What's up with these unlikely muses, so far down on the societal org chart, giving inspiration to the protagonists? At a minimum, the AKBG present a device through which the movie can offer a potential history lesson. But even there, the filmmakers let the opportunity slip by and, well. Pull punches. In Happy Gilmore, Chubb explains that in the 1960s he was primed to become "the next Arnold Palmer."

"What happened?" wonders Happy.

"I wasn't allowed to play pro anymore."

"Because you're black?"

And here we arrive at -- to use the voguish phrase -- a teachable moment, a chance to address segregation and the evils of exclusionary clubs.

"Hell, no," says Chubb. "An alligator bit my hand off!"

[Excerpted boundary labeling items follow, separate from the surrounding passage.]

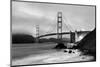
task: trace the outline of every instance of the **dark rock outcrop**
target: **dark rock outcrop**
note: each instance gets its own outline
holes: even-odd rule
[[[34,43],[35,39],[27,34],[13,34],[12,43]]]
[[[96,29],[88,33],[80,43],[78,43],[77,48],[85,54],[93,55],[96,58]]]

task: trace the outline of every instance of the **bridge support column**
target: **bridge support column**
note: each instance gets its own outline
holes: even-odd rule
[[[39,36],[39,25],[36,25],[36,43],[39,42],[38,36]]]
[[[70,31],[70,43],[75,43],[75,32]]]
[[[62,39],[62,12],[58,12],[57,17],[57,38]]]

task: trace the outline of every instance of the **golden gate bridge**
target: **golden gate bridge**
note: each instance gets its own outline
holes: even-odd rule
[[[77,41],[80,41],[86,34],[88,34],[90,32],[90,31],[77,31],[77,30],[72,31],[73,28],[71,27],[70,24],[67,24],[67,25],[64,24],[64,25],[66,25],[69,32],[68,31],[63,32],[63,24],[64,24],[64,17],[62,17],[62,12],[58,12],[57,13],[57,23],[56,23],[56,25],[57,25],[57,28],[56,28],[57,32],[56,33],[49,32],[47,34],[40,35],[40,32],[39,32],[40,27],[39,27],[39,25],[36,25],[36,42],[38,42],[39,39],[42,37],[53,36],[53,35],[56,35],[58,40],[62,40],[63,35],[69,34],[70,35],[70,42],[75,43]],[[54,30],[54,28],[53,28],[53,30]]]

If this trope sounds familiar, well, it is. In The Sandlot, James Earl Jones plays the role of Mr. Mertle, a former pro baseball player, now blind and living modestly. The kids stay the hell away from Mr. Mertle, mostly because of his intimidating dog, The Beast. In the third act, the kids arrive at his house desperately hoping to retrieve the baseball signed by Babe Ruth that The Beast had taken. Mertle surprises the kids, first with his gentle manner and then by handing over a ball signed by the entire 1927 Yankees team. Mertle explains that he was a contemporary of "George" (Babe Ruth) and shows a picture of himself in a Pittsburgh uniform. "He was almost as great a hitter as I was," Mertle tells the kids. "I would've broken his records, but ..."

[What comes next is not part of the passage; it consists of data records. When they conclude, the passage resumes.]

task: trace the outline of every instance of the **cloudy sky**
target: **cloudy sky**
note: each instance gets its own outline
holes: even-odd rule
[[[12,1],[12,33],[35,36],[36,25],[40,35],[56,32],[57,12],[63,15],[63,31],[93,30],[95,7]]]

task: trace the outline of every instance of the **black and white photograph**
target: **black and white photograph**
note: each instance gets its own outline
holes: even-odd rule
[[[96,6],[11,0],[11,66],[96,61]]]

Again, despite crafting an opening to discuss baseball's color line, the movie offers a much less tendentious reason for Mertle's disappointment; he crowded the plate, got hit by a pitch and went blind.

That photo we see of Mertle in a Pittsburgh uniform, posed alongside Ruth? Presumably, it's when he played for the Crawfords of the Negro Leagues and Ruth passed through on a barnstorming tour. But how is The Sandlot target audience -- boys, ages, say, 8-16 -- ever to infer that? They're not. It's as if the filmmakers are drawn to the fascinating-but-uncomfortable realities of our racial history but at the last minute lose their nerve and back off the plate, as it were.

It's no doubt true that from a less racially-specific perspective, the AKBG is simply part of a time-tested Hollywood conceit: create some misdirection, defy some superficial expectations. It's the same reason why the salt-of-earth midwesterners invariably know the truths and life lessons that elude the ambitious, slick pedigreed elites from either coast. (We await the movie in which the investment banker travels to the Ozarks and imparts his worldliness and mastery of financial markets on the naive locals.)

But, again, the unsettling question: Why are these sports movie AKBGs always so marginalized and secondary, and so very focused on the success of the hero? To be charitable, one could argue that the wisdom of these frequently beaten-down, disabled AKBGs is a testament to the (mostly unconvincing) notion that a hard-knocks life is the best teacher. According to that logic there are actually benefits derived from being trapped in poverty, disabled, beset by discrimination -- a view that might comfort the (mostly) white filmmakers who put out these movies and the (mostly) white audiences who consume them. More cynically, could it be that without one form of life disability or another, the AKBG might be too capable, too formidable for the white-centric narrative and the anxious white imagination?

Perhaps, in the end, one of these sports movie All-Knowing Black Guys again knows best. As Chubbs says to Happy Gilmore as he snuggles behind the hero and offers him a swing tip, "It's just easin' the tension, baby."